難しい仕事に取り組むと人のネットワークができる

 インテルの中における自分の過去を振り返ってみると、自分で「こういうふうになりたい」と言ったり、申告したわけではありません。面倒な仕事をたびたび任されて、どうにかこうにかやってきた結果が今のポジションにつながったのだと思っています。

 インテルに入社した当時、製品をうまく供給できないという問題が起きており、工場にお客様の資材部の方が押しかけてきました。その応対が僕の初仕事でした。

 お客様に迷惑をかけていたのでこう言ってはいけないのでしょうが、誰もやりたがらないクレーム処理の仕事でした。アメリカで大学を出る頃に大怪我をしてしまい、就職が2年も遅れ、やっと入社できたものですから、とにかく一生懸命、初仕事をこなしました。

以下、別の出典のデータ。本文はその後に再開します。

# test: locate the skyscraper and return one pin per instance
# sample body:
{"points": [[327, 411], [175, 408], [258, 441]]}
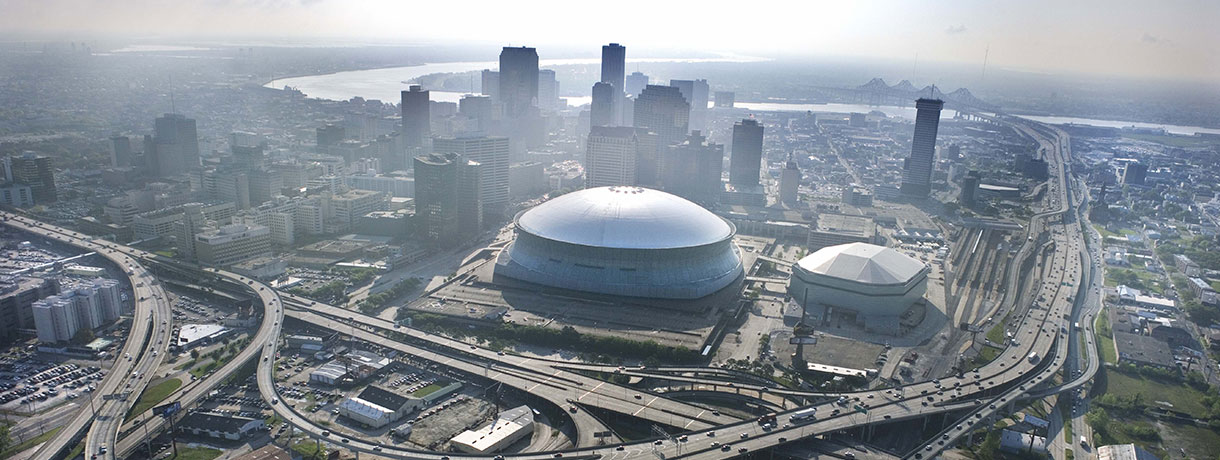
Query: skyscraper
{"points": [[696, 92], [492, 153], [120, 151], [664, 111], [610, 156], [614, 64], [789, 182], [1135, 173], [330, 136], [548, 90], [519, 79], [491, 84], [34, 171], [692, 170], [173, 147], [746, 160], [636, 83], [725, 99], [447, 205], [416, 117], [481, 109], [918, 168], [602, 106]]}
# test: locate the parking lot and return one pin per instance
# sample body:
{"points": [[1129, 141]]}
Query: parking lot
{"points": [[28, 384]]}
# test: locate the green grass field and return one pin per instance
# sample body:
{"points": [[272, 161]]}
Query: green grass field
{"points": [[29, 443], [186, 453], [1184, 398], [154, 395]]}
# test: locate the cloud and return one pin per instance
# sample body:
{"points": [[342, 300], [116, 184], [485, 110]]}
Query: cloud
{"points": [[1154, 40]]}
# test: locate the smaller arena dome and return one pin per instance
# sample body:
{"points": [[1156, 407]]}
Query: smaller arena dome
{"points": [[876, 282]]}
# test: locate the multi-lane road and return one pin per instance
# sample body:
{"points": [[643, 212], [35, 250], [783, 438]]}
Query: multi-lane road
{"points": [[1043, 343], [143, 352]]}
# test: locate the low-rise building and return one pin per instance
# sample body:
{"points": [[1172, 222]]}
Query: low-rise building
{"points": [[17, 297], [506, 428], [232, 244], [1124, 452], [377, 406], [1143, 350]]}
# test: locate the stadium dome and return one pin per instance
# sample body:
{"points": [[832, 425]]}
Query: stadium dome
{"points": [[866, 278], [624, 240]]}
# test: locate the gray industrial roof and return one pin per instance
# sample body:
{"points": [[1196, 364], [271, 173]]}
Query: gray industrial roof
{"points": [[627, 217]]}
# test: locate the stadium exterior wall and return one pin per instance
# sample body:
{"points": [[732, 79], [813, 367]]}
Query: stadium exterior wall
{"points": [[870, 299], [660, 273]]}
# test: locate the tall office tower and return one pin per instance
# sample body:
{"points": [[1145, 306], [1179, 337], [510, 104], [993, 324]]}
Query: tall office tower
{"points": [[120, 151], [725, 99], [519, 79], [746, 160], [34, 171], [602, 106], [447, 206], [248, 149], [492, 153], [480, 109], [469, 195], [330, 136], [664, 111], [1135, 173], [692, 170], [416, 118], [173, 147], [192, 223], [635, 83], [548, 90], [789, 182], [614, 65], [610, 156], [918, 168], [696, 92], [489, 83], [969, 188], [264, 184]]}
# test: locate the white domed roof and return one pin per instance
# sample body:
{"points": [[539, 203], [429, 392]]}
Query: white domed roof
{"points": [[863, 262], [628, 217]]}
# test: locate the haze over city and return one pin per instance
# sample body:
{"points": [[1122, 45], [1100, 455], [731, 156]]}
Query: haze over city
{"points": [[525, 231]]}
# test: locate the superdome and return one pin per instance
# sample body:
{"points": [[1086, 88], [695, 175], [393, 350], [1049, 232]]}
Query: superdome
{"points": [[624, 240], [628, 217], [875, 282]]}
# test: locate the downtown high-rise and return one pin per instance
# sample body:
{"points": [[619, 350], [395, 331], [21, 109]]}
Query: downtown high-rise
{"points": [[173, 147], [519, 81], [614, 65], [416, 117], [918, 168], [746, 160]]}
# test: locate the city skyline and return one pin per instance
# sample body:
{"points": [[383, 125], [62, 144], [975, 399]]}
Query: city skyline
{"points": [[1164, 40]]}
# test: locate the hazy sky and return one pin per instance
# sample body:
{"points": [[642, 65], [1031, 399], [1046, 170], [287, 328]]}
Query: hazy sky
{"points": [[1166, 38]]}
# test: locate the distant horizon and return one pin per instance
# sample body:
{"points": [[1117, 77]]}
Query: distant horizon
{"points": [[1168, 40], [117, 42]]}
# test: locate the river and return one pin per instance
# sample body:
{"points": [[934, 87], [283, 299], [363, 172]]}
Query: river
{"points": [[386, 84]]}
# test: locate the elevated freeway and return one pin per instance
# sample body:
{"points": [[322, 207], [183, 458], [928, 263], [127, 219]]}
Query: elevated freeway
{"points": [[142, 353]]}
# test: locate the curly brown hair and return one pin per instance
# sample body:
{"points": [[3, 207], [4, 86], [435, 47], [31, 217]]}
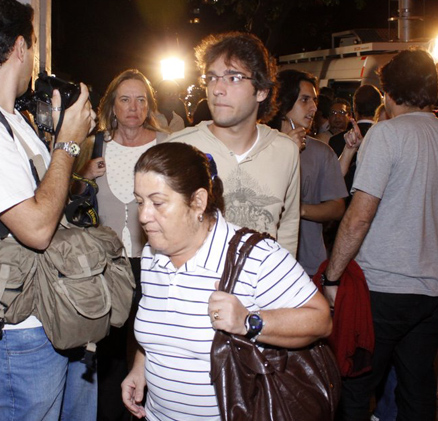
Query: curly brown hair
{"points": [[249, 50]]}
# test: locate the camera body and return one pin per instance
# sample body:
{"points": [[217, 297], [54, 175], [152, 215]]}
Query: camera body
{"points": [[39, 103]]}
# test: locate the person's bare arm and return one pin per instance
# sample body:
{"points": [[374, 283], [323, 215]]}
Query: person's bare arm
{"points": [[34, 221], [133, 386], [352, 231], [285, 327]]}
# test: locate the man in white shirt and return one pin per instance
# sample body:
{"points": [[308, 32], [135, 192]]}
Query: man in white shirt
{"points": [[32, 372]]}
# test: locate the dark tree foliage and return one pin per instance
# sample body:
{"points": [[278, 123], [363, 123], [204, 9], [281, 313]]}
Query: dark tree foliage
{"points": [[269, 18]]}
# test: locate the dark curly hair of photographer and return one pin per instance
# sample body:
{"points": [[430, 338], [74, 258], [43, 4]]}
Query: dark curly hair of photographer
{"points": [[414, 88], [15, 20]]}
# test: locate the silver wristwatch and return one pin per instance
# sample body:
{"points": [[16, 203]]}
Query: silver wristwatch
{"points": [[72, 148]]}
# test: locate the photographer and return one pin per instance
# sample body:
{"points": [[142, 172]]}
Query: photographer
{"points": [[34, 377]]}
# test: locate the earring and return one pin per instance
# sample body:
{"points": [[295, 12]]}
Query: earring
{"points": [[114, 123]]}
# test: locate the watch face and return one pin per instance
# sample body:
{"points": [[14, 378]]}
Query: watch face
{"points": [[255, 322], [75, 149]]}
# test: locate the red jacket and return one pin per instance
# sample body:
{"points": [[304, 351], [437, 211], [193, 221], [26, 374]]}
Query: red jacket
{"points": [[352, 338]]}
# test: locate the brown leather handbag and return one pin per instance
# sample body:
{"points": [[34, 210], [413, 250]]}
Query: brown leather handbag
{"points": [[275, 384]]}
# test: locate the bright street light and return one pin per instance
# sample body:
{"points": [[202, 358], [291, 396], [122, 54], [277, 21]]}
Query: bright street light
{"points": [[172, 68]]}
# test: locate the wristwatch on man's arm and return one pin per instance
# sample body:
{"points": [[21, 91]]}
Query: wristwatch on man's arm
{"points": [[72, 148], [254, 325]]}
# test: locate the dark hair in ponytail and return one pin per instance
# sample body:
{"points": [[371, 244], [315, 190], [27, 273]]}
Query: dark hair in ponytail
{"points": [[186, 170]]}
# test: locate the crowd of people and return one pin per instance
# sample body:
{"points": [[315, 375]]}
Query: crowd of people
{"points": [[265, 149]]}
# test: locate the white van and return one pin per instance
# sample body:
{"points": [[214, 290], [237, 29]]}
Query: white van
{"points": [[346, 68]]}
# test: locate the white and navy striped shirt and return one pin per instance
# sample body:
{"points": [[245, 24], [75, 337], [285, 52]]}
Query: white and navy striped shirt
{"points": [[173, 324]]}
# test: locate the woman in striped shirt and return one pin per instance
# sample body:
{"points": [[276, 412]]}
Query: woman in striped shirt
{"points": [[180, 206]]}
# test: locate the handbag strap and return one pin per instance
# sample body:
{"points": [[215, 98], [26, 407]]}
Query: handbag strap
{"points": [[235, 261], [98, 145]]}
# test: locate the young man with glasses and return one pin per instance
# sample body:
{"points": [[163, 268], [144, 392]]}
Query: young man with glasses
{"points": [[339, 117], [258, 166]]}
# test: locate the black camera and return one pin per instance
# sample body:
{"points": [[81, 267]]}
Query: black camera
{"points": [[38, 102]]}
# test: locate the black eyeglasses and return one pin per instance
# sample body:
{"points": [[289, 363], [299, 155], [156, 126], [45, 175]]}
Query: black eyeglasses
{"points": [[229, 79], [336, 112]]}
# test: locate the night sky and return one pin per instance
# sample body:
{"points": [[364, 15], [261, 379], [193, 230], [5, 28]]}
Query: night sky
{"points": [[94, 40]]}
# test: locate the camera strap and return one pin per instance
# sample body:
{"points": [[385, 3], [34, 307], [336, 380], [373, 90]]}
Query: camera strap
{"points": [[61, 119], [81, 210]]}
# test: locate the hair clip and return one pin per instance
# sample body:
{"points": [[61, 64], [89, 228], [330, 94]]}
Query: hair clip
{"points": [[213, 168]]}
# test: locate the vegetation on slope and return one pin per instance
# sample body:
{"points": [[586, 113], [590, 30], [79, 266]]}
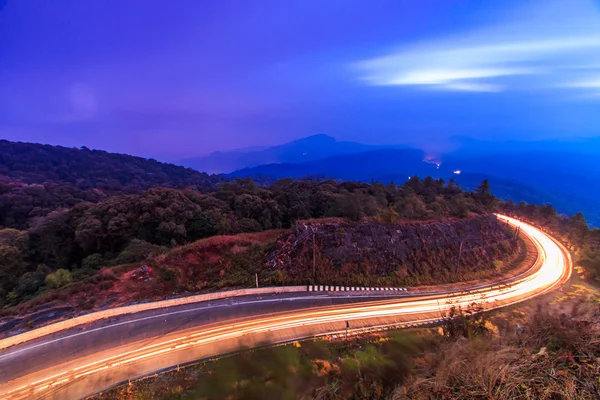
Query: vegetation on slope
{"points": [[130, 228]]}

 それ以降、どういうわけか、人がやりたくない仕事が回ってきました。インテルの新製品が大手のお客様で使えないことが発覚したから対処しなければとか、ある事業の日本責任者を命じられ帰国して着任したらアメリカ本社がその事業を打ち切ってしまい、謝って回ったとか、そういう仕事でした。

 何か難しい仕事をやって、それが終わると別な難しい仕事からお声が掛かって、成功してほめられた時もあれば、失敗して落ち込んだ時もあり、何とかやり続けて、気が付いてみたら今日に至ったということです。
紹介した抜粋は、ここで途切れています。